The problem From Australia to the Arctic, the world is seeing record-breaking fire seasons. Fires are essential to natural ecosystems and a millennia-old land management tool. However, we have recently seen a rise in wildfires unplanned and uncontrolled fires that threaten communities and ecosystems and disrupt economies. The increasing intensity and duration of these fires are both a consequence and a cause of escalating climate change. It is estimated that wildfires in 2021 released 1.76 billion tonnes of carbon globally - 148% more than the EU’s fossil fuel emissions the year before. In addition to climate change, the devastating scale of fires was enabled by unnecessary suppression of smaller fires, leading to vegetation becoming denser and dryer and building up fuel for larger fires in the future. As climate change fundamentally alters ecosystems, there is a growing need to shape technology development towards managing wildfires - monitoring the risks, keeping fires under control and preventing them from escalating.

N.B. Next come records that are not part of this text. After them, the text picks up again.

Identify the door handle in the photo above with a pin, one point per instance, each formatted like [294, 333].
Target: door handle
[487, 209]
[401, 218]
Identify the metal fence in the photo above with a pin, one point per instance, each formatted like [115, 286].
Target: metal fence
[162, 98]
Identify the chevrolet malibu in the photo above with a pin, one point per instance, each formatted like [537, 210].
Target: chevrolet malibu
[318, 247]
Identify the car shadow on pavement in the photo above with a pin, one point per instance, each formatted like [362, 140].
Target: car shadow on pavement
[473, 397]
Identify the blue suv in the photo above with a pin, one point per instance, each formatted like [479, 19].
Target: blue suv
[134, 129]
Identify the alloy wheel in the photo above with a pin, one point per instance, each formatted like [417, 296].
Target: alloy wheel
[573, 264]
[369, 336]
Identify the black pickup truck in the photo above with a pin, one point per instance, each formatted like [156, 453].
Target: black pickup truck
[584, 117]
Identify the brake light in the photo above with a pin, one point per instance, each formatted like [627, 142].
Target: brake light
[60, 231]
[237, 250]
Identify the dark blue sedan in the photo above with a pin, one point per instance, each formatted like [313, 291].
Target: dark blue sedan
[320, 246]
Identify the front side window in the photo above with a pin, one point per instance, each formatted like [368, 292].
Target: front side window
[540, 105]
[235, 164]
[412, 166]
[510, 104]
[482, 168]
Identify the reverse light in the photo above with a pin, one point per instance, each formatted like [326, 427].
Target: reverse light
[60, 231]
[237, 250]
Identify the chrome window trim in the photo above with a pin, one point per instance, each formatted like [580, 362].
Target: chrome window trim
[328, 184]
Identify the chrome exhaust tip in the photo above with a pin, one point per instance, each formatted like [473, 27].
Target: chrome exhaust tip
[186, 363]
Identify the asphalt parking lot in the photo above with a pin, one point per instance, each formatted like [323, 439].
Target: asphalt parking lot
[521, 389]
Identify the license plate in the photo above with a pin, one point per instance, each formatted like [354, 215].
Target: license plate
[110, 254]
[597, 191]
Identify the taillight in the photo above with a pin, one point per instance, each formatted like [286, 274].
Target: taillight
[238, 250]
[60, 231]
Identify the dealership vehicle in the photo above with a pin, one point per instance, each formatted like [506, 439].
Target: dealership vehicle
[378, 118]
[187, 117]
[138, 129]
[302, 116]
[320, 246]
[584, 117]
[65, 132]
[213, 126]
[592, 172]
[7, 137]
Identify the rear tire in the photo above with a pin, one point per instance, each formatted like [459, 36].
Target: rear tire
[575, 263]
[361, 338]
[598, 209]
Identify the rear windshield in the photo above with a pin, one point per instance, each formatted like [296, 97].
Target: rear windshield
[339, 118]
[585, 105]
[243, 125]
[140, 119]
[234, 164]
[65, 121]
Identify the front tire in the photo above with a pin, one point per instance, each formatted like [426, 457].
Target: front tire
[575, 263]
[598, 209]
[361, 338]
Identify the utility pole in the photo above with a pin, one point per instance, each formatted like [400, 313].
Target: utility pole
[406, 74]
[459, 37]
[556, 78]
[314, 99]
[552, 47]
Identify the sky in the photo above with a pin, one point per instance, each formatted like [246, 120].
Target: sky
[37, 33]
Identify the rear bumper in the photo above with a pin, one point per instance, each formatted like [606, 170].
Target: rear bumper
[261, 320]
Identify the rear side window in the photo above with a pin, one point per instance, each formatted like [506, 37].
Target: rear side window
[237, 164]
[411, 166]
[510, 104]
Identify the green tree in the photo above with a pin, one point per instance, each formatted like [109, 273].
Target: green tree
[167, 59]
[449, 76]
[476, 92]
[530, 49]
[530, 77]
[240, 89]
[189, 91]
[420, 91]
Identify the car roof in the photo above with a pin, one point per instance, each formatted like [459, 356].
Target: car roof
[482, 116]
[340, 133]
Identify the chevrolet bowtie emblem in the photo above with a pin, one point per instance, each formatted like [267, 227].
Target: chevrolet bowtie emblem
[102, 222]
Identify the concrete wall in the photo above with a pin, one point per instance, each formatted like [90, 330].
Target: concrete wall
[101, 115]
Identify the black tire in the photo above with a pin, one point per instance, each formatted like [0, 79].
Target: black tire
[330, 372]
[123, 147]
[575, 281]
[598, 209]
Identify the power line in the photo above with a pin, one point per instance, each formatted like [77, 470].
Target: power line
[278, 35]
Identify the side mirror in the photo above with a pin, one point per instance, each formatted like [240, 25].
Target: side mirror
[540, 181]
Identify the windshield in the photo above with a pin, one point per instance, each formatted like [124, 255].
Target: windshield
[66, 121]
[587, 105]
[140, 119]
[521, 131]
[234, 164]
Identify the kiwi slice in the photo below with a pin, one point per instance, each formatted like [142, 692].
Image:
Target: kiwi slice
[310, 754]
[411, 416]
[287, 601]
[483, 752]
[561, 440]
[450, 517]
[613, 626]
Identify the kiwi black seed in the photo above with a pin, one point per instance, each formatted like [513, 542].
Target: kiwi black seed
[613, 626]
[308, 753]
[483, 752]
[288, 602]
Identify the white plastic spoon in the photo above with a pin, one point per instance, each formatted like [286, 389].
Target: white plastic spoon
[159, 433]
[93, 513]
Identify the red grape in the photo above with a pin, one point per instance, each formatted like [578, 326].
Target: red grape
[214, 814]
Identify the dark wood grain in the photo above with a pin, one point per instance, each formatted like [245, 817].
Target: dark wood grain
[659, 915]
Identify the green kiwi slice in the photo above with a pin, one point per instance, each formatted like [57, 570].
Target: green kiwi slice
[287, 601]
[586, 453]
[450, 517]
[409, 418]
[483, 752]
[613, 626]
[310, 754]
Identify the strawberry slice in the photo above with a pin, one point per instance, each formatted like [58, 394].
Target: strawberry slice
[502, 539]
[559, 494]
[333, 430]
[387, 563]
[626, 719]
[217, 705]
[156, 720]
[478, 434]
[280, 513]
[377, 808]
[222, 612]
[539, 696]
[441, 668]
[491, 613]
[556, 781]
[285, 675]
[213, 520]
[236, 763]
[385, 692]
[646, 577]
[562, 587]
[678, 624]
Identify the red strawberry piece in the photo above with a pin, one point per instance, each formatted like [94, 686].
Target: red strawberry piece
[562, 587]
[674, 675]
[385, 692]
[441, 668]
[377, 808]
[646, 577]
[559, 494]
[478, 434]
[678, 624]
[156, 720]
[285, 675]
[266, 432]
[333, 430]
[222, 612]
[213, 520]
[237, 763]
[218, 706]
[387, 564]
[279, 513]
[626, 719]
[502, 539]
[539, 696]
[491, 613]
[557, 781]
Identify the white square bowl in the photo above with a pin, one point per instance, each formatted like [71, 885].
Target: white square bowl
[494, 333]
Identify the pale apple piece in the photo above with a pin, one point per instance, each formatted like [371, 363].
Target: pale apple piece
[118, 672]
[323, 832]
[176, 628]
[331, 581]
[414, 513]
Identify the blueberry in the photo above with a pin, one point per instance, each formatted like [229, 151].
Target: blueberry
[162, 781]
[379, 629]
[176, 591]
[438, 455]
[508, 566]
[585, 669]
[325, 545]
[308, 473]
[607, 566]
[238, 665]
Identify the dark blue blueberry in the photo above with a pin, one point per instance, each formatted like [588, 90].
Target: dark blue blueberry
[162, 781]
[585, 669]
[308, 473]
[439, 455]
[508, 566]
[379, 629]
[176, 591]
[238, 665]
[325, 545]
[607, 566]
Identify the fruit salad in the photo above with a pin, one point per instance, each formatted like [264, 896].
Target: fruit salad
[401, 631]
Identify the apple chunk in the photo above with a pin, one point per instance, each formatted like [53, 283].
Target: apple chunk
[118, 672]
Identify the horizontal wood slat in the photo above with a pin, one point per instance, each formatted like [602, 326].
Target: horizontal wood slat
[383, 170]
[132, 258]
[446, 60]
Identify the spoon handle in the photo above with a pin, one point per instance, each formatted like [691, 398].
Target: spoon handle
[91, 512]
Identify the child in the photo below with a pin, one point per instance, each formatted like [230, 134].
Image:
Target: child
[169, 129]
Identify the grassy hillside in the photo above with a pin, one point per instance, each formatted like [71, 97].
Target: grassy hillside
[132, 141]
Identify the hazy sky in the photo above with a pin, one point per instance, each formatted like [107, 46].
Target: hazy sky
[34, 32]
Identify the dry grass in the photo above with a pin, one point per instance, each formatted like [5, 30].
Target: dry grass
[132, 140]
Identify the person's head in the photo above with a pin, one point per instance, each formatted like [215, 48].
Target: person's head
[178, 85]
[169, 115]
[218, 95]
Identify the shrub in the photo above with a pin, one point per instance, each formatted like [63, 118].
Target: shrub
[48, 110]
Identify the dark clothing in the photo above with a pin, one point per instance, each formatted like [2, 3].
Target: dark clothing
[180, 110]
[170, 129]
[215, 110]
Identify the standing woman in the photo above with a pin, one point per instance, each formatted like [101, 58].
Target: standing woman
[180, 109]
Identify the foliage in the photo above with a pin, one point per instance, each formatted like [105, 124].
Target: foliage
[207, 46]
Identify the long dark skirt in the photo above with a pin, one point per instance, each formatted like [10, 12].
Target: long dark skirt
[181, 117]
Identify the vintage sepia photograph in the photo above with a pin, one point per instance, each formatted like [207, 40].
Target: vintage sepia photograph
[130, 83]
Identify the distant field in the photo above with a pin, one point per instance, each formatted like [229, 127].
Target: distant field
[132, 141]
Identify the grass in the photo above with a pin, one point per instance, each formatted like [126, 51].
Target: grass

Why a challenge prize? The next generation of wildfire management systems requires innovation on multiple fronts. A revolutionary enabler comes from monitoring real-time satellite and sensory data and feeding them into advanced prediction algorithms to understand wildfire risks. Taking the most appropriate fire management response requires improving the prediction accuracy and widening the time window of opportunity to take action. A well-informed management strategy will drastically reduce the occurrence of wildfires to begin with. In cases where fire suppression is necessary, the ideal response is to rapidly mobilise autonomous firefighting systems to reach the wildfire's epicentre before it gets out of hand. What if it is too late for surgical intervention? The second best option is to create cutting-edge fire suppression technology that is more cost-effective to deploy and better for the environment when used at scale. Currently, scaling-up wildfire response relies on chartering fuel-hungry cargo planes or helicopters to deliver water or chemical fire retardants, all of which place firefighters in additional danger and are not sustainable going forward. While tremendous progress has been made on all of those fronts, the one thing we desperately lack is successfully putting the pieces together - developing comprehensive, end-to-end solutions that are data-driven and can operate autonomously when the need arises. In addition, it is vital to be able to distinguish between unnecessary fire suppression and preventing a disaster from happening. To make this a reality, the Challenge will bring firefighters together with innovators such as data scientists, robotics and AV experts. Leaders, planners and environmentalists will also be engaged to focus on strategies tailored to regional needs and circumstances. It's impossible to fully appreciate the actual costs of wildfires on a global scale. It is much more than the costs of putting out flames - it includes decimating ecosystems, accelerating climate change, disrupting economies and lives lost to fires and air pollution. By providing incentives today, we can avert future devastation, keep carbon safely locked away and save unimaginable amounts of resources and value.
A £10m prize fund for breakthrough data-driven and autonomous systems that can distinguish between useful fires and potentially devastating wildfires and action an appropriate response The Taming Wildfires Challenge Prize Taming Wildfires Challenge focuses on developing revolutionary data-driven and autonomous systems that keep wildfires under control - using fires as a natural land management tool but preventing them from escalating into wildfires of devastating proportions.